Time-Varying Transition Matrices with Multi-task Gaussian Processes

TL;DR

This paper introduces a multi-task Gaussian Process model for estimating time-varying transition probabilities in a two-state Markov process, capturing correlations and exogenous influences on mobility states.

Contribution

The paper presents a novel kernel-based multi-task GP approach that models dynamic transition probabilities with constraints, improving mobility state analysis.

Findings

Successfully enforces stochasticity and non-negativity constraints.

Learns functional form of transition probabilities over time.

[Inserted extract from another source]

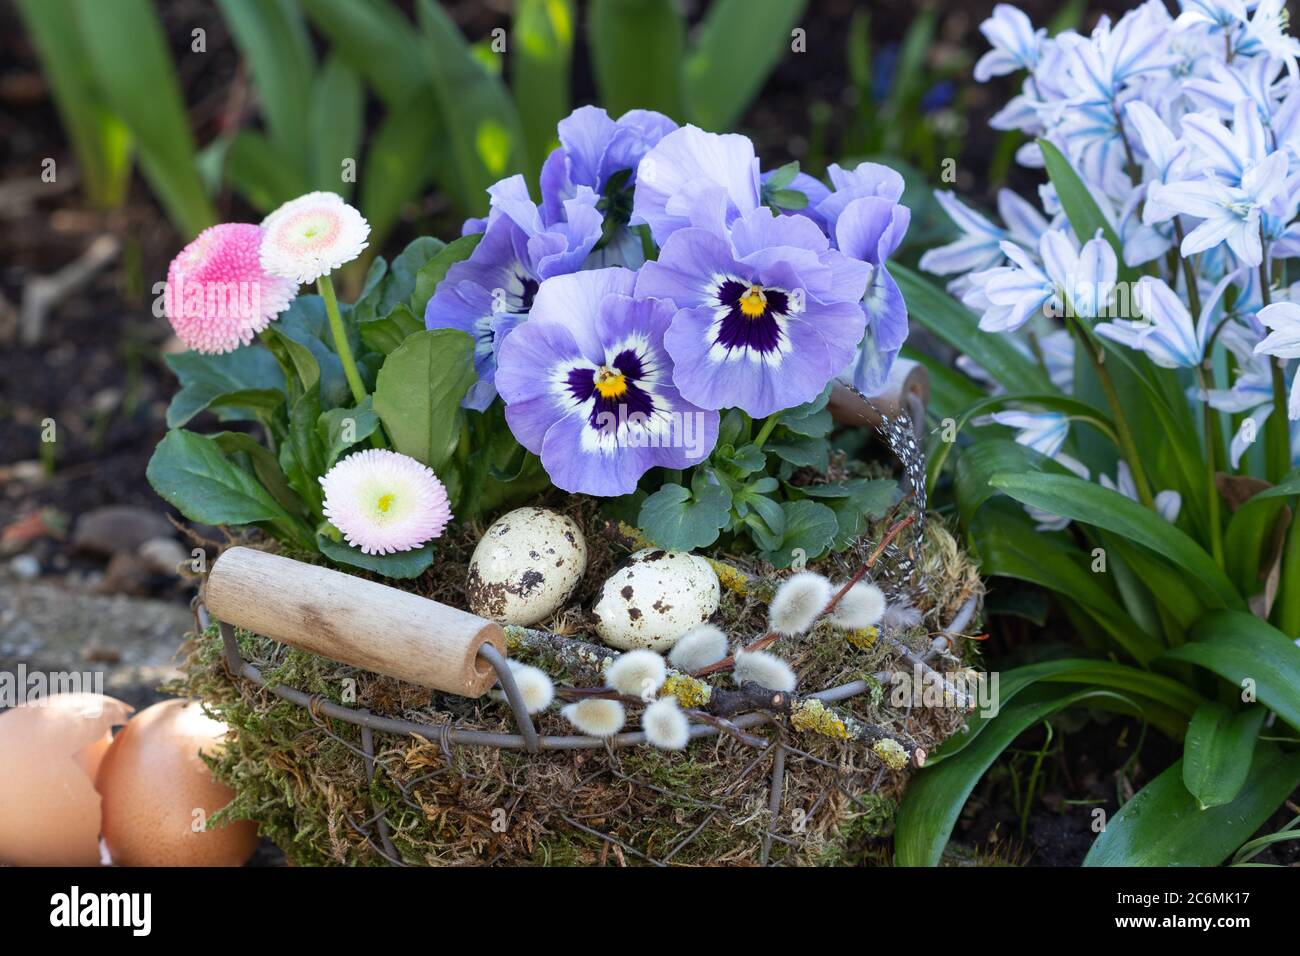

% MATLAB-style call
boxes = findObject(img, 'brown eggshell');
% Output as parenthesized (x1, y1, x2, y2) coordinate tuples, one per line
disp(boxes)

Demonstrates efficiency gains using Toeplitz and Kronecker structures.

Abstract

In this paper, we present a kernel-based, multi-task Gaussian Process (GP) model for approximating the underlying function of an individual's mobility state using a time-inhomogeneous Markov Process with two states: moves and pauses. Our approach accounts for the correlations between the transition probabilities by creating a covariance matrix over the tasks. We also introduce time-variability by assuming that an individual's transition probabilities vary over time in response to exogenous variables. We enforce the stochasticity and non-negativity constraints of probabilities in a Markov process through the incorporation of a set of constraint points in the GP. We also discuss opportunities to speed up GP estimation and inference in this context by exploiting Toeplitz and Kronecker product structures. Our numerical experiments demonstrate the ability of our formulation to enforce the desired constraints while learning the functional form of transition probabilities.